The phase III Janssen-sponsored DLB-3001 study included 838 patients with newly diagnosed DLBCL who had the non-germinal center B cell (GCB) or activated B-cell (ABC) subtypes of the disease. Patients were randomized to ibrutinib or placebo plus R-CHOP for 6 to 8 twenty-one-day cycles.
Early-stage findings had shown promise that ibrutinib could improve outcomes with standard R-CHOP in patients with non-Hodgkin lymphoma (NHL). Findings from a phase Ib study presented at the 2013 ASCO Annual Meeting showed that the frontline combination of ibrutinib and R-CHOP induced an objective response rate of 100% in patients with NHL.
In the study, the combination led to complete responses in 10 of 15 patients, and the remaining 5 patients had partial responses. Complete responses occurred in all 3 ibrutinib dosages evaluated. The maximum-tolerated dose of ibrutinib was not reached, and no pharmacokinetic interaction occurred between ibrutinib and the individual drugs that constitute R-CHOP.
The primary objective of the phase Ib study was determining the dose for phase II evaluation and identifying dose-limiting toxicities with ibrutinib when used in combination with R-CHOP in patients with previously untreated NHL. Secondarily, investigators wanted to assess the adverse-event profile of the combination, evaluate ibrutinib pharmacokinetics in combination with R-CHOP, and determine overall response rate with the combination.
The study comprised 2 stages of clinical evaluation. During the first stage, which was reported at the ASCO meeting, investigators evaluated dose escalation of ibrutinib in combination with R-CHOP, beginning with 280 mg and increasing to 420 mg and 560 mg in separate cohorts. The stage included patients with mantle cell lymphoma, follicular lymphoma, and DLBCL.
Investigators entered 17 patients into the first stage, and 15 completed the planned six cycles of therapy. One patient discontinued prematurely because of nonadherence and one because of grade 2 gastritis.
Three patients developed dose-limiting toxicity, two in the 280-mg cohort. One patient had a brief episode of syncope and another developed periorbital cellulitis. The third patient was in the 560-mg cohort and discontinued treatment because of gastritis.
The most common adverse events (all grades) were neutropenia (n = 14), thrombocytopenia (n = 14), nausea (n = 13), vomiting (n = 11), anemia (n = 8), headache (n = 7), diarrhea (n = 6), constipation (n = 4), fatigue (n = 7), and infusion-related reaction (n = 6).

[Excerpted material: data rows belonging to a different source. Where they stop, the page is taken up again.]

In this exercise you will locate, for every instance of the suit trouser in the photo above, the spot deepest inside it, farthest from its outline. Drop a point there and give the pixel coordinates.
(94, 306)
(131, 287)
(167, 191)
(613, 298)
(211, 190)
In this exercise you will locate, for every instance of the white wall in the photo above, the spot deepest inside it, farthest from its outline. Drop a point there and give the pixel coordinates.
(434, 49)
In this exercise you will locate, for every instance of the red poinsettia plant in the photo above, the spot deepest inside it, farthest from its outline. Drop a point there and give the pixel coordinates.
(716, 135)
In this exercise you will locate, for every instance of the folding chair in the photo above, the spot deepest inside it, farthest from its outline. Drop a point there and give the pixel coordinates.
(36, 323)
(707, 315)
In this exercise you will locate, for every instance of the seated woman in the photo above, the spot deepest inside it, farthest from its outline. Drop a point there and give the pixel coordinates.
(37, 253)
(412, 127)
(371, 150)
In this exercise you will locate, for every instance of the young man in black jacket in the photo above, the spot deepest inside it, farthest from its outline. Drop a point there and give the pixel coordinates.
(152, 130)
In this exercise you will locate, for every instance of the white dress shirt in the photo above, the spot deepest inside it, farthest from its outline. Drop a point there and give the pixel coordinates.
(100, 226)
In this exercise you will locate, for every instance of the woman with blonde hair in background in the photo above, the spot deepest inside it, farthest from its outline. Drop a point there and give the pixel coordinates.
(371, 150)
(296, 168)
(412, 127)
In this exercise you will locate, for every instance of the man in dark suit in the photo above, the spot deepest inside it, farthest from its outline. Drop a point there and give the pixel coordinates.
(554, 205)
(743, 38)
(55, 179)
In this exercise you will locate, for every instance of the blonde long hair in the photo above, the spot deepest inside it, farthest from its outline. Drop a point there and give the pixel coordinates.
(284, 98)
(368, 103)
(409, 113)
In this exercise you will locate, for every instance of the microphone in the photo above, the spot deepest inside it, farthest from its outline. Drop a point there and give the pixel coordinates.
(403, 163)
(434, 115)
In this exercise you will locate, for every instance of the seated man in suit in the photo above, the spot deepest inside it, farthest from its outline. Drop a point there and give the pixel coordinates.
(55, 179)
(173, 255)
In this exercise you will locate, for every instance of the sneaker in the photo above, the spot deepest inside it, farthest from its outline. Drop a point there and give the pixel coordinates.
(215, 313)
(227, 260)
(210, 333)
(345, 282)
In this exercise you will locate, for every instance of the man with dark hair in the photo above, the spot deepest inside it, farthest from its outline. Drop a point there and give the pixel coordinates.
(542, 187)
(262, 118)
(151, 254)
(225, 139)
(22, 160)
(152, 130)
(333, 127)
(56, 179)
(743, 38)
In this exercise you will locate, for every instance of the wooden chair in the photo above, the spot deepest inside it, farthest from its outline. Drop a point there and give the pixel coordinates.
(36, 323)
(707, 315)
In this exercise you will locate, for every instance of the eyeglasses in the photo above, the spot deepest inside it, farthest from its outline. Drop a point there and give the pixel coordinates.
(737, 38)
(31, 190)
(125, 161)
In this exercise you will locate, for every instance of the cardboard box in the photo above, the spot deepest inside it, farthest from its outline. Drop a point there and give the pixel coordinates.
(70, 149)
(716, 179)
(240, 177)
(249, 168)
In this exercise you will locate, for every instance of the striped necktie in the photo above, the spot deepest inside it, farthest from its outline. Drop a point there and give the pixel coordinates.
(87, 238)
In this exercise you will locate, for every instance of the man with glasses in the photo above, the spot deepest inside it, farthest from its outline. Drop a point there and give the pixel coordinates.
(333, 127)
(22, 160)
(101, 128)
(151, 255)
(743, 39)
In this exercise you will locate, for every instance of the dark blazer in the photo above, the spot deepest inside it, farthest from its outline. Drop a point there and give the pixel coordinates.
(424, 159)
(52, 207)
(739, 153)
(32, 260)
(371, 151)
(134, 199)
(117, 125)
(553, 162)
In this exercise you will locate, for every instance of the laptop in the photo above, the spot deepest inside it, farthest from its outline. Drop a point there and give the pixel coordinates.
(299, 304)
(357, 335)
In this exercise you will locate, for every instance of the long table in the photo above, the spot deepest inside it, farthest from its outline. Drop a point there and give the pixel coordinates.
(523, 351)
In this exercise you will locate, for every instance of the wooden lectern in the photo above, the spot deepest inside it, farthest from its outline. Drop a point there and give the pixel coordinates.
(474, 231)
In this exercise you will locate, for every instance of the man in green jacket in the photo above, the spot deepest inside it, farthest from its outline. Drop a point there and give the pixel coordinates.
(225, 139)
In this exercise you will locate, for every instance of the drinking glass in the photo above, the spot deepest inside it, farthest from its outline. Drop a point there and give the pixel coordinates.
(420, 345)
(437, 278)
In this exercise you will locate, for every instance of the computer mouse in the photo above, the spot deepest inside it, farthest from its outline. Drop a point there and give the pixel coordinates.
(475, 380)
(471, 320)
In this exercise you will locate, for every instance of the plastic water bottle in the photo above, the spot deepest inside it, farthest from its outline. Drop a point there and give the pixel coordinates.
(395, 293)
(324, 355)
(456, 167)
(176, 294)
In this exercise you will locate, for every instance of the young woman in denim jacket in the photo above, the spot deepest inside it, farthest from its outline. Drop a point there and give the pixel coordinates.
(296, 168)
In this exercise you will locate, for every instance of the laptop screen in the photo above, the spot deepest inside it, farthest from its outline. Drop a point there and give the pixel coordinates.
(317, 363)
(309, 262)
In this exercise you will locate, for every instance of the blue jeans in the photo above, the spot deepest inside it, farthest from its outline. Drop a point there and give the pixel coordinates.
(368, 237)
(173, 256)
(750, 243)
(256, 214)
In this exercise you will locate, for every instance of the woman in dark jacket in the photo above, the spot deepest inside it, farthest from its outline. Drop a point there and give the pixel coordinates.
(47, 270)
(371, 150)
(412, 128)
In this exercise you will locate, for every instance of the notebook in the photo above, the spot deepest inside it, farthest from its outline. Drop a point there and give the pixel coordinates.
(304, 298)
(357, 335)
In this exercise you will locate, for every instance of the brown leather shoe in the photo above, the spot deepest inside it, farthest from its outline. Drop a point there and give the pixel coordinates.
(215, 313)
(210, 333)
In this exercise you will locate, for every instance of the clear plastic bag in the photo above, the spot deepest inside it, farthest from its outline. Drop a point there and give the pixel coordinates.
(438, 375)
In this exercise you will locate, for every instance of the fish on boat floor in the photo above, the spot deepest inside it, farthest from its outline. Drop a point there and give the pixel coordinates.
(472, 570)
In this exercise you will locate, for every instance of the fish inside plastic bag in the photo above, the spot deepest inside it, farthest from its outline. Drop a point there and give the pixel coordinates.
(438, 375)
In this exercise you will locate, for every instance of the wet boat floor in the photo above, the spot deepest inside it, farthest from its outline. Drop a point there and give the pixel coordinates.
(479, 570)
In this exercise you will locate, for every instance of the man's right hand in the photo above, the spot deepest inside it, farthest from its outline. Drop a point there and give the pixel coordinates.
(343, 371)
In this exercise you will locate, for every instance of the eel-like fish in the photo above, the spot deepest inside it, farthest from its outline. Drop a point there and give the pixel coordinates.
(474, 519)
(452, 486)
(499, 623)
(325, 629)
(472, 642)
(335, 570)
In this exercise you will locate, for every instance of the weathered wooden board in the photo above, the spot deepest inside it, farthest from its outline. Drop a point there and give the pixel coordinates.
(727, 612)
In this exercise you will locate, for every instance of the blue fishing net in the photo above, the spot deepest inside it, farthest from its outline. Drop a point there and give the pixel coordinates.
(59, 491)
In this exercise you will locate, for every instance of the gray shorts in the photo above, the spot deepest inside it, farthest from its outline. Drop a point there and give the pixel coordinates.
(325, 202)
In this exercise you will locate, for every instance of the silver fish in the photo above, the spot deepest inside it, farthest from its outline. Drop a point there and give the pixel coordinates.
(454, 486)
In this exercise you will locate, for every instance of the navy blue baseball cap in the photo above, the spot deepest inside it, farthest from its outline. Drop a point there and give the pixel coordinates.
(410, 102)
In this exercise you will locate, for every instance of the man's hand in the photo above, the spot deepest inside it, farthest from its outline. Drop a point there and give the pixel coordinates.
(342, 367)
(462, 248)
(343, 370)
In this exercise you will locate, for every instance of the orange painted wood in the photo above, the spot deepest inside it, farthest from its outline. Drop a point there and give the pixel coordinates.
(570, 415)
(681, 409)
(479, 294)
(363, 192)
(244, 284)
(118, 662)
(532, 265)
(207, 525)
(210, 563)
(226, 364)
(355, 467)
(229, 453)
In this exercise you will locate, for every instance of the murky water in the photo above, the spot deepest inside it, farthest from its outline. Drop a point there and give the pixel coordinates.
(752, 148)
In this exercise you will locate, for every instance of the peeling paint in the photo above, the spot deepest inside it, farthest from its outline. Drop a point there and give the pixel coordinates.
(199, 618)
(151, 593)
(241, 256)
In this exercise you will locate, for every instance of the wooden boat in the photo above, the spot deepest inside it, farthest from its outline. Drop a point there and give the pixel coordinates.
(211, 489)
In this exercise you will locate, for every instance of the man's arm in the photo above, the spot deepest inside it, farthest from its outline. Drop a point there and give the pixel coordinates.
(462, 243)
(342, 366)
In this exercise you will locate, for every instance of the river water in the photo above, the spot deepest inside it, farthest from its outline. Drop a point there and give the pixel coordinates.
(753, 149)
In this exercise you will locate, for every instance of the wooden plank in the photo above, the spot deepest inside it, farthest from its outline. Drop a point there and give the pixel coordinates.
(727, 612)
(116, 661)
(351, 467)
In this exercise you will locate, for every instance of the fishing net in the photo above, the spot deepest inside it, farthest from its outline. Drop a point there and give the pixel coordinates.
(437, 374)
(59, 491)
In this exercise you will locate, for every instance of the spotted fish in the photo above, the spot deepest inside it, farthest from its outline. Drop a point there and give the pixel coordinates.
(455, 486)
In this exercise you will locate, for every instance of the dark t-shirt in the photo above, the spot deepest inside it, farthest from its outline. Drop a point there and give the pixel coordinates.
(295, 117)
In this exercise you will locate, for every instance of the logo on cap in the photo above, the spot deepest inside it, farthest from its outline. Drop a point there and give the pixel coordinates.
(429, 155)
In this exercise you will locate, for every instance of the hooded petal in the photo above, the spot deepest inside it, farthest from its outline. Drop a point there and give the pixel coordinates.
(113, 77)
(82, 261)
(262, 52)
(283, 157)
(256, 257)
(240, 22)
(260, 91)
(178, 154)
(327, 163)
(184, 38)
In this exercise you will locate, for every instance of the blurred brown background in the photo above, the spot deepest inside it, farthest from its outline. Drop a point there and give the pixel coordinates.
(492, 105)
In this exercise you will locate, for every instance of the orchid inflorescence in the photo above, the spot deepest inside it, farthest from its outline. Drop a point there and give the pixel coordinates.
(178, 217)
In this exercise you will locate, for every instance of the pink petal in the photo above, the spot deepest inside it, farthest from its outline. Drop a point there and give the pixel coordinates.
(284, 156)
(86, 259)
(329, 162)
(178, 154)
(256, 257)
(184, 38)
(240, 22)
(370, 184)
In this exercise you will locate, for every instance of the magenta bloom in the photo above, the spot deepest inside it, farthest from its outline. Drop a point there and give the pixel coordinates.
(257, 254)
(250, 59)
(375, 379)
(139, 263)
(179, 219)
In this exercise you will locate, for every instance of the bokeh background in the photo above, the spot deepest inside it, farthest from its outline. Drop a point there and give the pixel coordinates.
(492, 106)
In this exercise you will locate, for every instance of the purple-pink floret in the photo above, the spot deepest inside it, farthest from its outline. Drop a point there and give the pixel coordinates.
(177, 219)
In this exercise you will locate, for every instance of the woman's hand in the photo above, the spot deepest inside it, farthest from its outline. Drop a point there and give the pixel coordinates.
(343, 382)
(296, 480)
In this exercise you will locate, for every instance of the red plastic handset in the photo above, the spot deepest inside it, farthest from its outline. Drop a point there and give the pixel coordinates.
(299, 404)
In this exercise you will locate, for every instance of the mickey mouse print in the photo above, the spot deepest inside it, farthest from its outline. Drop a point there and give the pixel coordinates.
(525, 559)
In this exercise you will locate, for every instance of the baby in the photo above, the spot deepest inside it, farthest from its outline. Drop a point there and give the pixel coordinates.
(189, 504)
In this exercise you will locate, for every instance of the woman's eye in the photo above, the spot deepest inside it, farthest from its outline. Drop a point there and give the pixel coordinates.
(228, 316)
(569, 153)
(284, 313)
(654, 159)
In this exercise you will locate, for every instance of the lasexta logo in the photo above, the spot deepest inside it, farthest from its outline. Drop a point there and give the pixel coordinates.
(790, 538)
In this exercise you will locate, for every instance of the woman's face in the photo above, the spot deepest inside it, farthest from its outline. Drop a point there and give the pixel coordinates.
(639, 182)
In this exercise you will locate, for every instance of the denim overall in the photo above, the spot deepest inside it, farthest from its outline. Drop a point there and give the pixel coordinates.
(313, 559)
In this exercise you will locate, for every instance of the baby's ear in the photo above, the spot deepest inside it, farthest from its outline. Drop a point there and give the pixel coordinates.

The most frequent grade 3/4 adverse events were neutropenia (15), thrombocytopenia (7), anemia (5), and syncope (3). Two patients (both in the 280-mg cohort) developed febrile neutropenia during a cumulative total of 91 cycles of therapy among the 17 patients entered into the dose-finding stage.
Younes A, Flinn I, Berdeja JG, et al. Phase Ib study combining ibrutinib with rituximab, cyclophosphamide, doxorubicin, vincristine, and prednisone (R-CHOP) in patients with CD20-positive B-cell non-Hodgkin lymphoma (NHL). J Clin Oncol. 2013;31(suppl; abstr 8502).